Al stressed that before you can use an e-collar effectively while hunting, you must first prepare your dog for it during off-season training sessions. You should use it only to reinforce commands he already knows, so he can learn how to turn off the juice, so to speak, by obeying. You should never use it in an attempt to "teach" a command your dog doesn't know.
"The two most important commands," Al said, "are 'here' and 'whoa.' If you teach these well and then use the e-collar to reinforce them in training, your dog'll be a great hunting buddy.
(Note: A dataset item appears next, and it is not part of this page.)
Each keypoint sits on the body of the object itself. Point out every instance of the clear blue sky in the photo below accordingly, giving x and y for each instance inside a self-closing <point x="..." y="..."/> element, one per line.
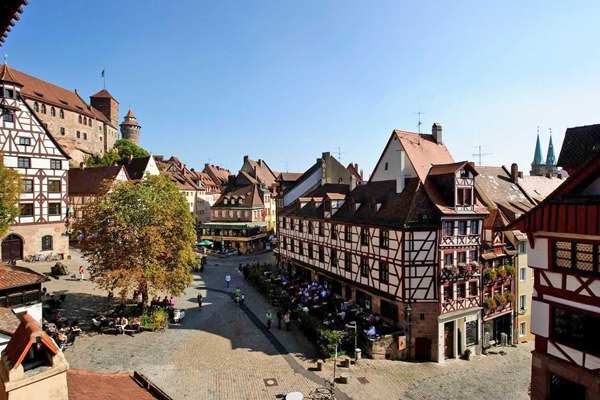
<point x="287" y="80"/>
Of course, you should also e-collar-reinforce the other basic commands as he masters them."
Al prefers an e-collar with variable intensity, momentary and continuous stimulation, a beeper accessory and the ability to add a second e-collar to the same transmitter for handling two dogs at once.
Variable intensity gives you the ability to adjust the stimulation level to the needs of each situation. For example, you can use a higher level when your dog chases deer, skunks and so forth, and a lower level for reinforcing known commands. Momentary stimulation allows you to send your dog a quick reminder lasting only a fraction of a second, even if you accidentally hold the button down too long. Continuous stimulation sends your dog a more insistent message when he needs one.
"Momentary stimulation asks the dog," Al said, "but continuous stimulation tells him."He listed several situations when you should not push the transmitter button on your e-collar. First, you should use it sparingly, if at all, during your dog's bird contacts. If your dog associates stimulation with birds, he may become bird-shy and start blinking (avoiding birds).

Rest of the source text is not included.